Use of Patient Education Material Back Book Has Positive Effect on Lower Back Pain Among Elderly

Low back pain is a common injury among many people in Western society, regardless of age. Low back pain during adulthood can result in lost work time and diminished quality of life, but among the elderly, it can reduce their ability to participate in daily activities and to care adequately for themselves, resulting in a drastically reduced quality of life.

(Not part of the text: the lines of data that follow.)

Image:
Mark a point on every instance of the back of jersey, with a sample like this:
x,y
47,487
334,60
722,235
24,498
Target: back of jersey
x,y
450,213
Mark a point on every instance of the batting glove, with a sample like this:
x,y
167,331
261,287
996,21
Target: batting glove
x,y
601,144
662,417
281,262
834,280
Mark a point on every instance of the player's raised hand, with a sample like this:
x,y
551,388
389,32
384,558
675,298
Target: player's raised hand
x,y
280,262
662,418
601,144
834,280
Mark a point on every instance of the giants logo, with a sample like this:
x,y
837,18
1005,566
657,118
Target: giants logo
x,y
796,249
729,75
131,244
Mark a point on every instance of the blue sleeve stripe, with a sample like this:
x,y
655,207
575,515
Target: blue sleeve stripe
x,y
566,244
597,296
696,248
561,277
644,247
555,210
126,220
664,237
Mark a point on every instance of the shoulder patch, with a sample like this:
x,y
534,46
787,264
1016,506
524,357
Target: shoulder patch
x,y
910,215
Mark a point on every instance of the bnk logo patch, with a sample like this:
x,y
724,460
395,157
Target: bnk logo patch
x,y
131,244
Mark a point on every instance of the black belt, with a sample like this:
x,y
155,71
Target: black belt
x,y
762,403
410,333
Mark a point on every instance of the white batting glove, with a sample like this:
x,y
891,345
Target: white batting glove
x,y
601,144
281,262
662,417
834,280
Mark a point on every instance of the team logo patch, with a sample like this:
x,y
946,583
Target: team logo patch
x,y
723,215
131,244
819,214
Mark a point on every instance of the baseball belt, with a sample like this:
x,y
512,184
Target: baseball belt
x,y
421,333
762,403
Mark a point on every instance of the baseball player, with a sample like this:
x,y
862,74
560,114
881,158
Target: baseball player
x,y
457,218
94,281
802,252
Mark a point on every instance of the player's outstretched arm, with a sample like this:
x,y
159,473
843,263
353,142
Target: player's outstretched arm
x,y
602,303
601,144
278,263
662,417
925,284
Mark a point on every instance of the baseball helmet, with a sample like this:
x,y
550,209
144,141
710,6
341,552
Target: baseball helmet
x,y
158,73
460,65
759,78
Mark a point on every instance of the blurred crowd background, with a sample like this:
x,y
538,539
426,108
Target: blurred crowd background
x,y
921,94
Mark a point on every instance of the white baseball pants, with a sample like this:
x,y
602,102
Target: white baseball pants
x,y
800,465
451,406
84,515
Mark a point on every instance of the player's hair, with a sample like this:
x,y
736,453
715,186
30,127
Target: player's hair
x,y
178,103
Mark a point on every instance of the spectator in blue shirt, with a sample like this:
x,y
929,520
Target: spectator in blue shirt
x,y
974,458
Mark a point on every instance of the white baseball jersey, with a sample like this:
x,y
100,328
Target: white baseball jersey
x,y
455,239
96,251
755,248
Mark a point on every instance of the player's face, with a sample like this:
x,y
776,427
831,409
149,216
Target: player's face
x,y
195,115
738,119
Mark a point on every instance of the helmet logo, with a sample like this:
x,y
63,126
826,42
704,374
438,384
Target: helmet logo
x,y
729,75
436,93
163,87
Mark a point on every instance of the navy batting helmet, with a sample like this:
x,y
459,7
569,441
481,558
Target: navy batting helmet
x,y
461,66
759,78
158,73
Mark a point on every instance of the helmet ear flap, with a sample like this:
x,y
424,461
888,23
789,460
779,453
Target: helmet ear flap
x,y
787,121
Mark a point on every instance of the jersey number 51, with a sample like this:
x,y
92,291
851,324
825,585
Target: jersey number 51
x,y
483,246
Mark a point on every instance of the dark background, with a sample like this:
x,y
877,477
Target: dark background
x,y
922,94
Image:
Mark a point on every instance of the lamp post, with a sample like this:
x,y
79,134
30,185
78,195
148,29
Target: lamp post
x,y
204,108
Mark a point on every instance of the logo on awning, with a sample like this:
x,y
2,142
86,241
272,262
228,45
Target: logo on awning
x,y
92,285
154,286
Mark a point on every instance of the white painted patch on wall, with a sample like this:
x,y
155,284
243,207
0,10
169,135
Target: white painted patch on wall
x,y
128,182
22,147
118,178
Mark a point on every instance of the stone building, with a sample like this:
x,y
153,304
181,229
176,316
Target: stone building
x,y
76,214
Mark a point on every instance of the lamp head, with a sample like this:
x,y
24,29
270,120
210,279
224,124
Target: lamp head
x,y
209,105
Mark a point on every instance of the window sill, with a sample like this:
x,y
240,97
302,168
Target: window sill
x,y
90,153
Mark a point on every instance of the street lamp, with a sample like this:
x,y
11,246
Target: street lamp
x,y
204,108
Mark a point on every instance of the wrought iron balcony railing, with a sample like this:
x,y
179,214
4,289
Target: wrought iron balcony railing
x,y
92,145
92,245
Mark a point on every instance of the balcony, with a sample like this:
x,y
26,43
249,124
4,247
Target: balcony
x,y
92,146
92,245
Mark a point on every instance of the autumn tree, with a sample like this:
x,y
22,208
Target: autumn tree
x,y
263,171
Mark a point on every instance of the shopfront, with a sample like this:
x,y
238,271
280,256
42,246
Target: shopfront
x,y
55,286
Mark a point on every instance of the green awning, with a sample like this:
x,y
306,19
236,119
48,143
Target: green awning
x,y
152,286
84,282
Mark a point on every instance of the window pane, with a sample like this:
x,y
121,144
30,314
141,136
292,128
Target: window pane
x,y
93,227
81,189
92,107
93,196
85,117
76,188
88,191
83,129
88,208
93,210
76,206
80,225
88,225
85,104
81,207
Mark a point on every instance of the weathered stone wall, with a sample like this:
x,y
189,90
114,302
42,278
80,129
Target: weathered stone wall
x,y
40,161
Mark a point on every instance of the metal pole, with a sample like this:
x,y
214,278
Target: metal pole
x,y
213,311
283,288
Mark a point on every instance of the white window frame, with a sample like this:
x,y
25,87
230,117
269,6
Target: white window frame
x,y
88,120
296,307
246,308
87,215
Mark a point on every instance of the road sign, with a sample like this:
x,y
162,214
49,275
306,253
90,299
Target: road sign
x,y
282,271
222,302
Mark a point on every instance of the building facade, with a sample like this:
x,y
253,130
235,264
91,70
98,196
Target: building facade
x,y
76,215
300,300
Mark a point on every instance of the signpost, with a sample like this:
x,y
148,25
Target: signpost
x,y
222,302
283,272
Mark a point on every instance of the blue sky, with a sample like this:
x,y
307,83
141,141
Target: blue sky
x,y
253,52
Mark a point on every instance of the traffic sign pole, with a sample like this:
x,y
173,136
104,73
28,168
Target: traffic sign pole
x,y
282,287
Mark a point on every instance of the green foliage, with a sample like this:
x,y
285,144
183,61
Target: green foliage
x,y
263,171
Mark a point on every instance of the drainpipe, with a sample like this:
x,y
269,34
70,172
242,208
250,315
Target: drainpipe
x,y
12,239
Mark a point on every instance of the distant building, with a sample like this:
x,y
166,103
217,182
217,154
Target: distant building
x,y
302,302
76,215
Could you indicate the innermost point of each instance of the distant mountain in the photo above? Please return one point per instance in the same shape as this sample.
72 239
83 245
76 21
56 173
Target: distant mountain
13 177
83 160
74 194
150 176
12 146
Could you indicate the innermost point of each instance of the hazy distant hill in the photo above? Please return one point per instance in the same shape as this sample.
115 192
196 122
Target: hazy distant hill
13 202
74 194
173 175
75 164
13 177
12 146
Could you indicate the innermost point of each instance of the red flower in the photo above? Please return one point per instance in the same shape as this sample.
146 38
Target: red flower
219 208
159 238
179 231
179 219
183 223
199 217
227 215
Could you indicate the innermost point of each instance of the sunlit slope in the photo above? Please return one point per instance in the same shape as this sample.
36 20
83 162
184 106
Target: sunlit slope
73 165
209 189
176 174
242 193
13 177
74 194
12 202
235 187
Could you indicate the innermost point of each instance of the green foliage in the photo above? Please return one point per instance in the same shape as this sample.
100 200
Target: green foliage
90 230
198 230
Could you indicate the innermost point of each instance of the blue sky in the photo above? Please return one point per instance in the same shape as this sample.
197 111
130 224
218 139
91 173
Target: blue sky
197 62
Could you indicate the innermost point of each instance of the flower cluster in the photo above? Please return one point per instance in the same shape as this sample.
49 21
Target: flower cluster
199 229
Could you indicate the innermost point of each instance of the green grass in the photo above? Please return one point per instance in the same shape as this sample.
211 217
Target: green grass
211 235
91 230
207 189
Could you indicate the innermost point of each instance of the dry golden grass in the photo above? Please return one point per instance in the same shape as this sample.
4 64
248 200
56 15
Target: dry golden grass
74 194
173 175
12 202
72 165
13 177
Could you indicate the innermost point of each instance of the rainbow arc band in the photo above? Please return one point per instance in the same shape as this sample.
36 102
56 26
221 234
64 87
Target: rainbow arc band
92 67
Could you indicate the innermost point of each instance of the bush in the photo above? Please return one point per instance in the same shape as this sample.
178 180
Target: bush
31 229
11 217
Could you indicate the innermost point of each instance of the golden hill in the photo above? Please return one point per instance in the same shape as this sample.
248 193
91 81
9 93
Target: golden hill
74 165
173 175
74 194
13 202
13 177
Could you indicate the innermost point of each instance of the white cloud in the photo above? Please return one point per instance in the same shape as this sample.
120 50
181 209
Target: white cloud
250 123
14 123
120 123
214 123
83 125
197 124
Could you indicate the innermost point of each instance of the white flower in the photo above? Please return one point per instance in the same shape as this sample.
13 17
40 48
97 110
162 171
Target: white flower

Previous studies in France and Britain used the Back Book as an educational tool for working-age adults who had lower back pain. The study findings showed that adding the book to education programs appeared to affect the patients in a positive manner when compared with those who did not receive the book. A third study using the book took place in the Netherlands but the researchers there found that the Back Book, combined with a 20-minute discussion regarding back care, did not show a higher level of improvement over those who didn't receive the book.

In this clustered, randomized, controlled trial, researchers recruited 661 patients who were residents from 10 nursing homes in Spain. The patients were randomized per nursing home: four nursing homes to active education program, receiving Back Manual, a culturally adapted Spanish version of the Back Book; three to postural intervention with a Back Guide that discussed how to promote healthy posture; and three to the control group, receiving a book discussing general cardiovascular health. All participants received a talk from a physician how discussed the information available in the booklet.

The average age of the patients was 80 years old and the majority of the patients (64 percent) were women. Sixty five percent of the patients complained of lower back pain at the start of the study and the pain was chronic in 35 percent of the cases. More than half the patients were taking medications for chronic illnesses and around 55 percent were taking medications for lower back pain.

Before the study, the patients were assessed for their pain levels, functional disability and fear avoidance beliefs. Using a point system, the researchers found that after six months, all patients experienced some improvement, including those in the control group. Patients in the postural education group improved more than those in the control group, but not as much as the patients in the active education program. Also, patients who had lower back pain at the start of the study improved if they were in the active education group, but not if they were in either of the two others.

Although some improvements may not be considered statistically significant, the authors point out that there are relatively few low-cost treatments available for the prevention of lower back pain, so this type of intervention may still be useful.

The authors concluded that the addition of the Back Book to patient education does have merit and can improve the quality of life among elderly patients, particularly those who have lower back pain already.

Francisco Kovacs MD, PhD, et al. A Comparison of Two short Education programs for Improving Low Back Pain-Related Disability in the Elderly. A Clustered Randomized Controlled Trial. In Spine. May 2007. Vol. 32. No. 10. Pp. 1053-1059.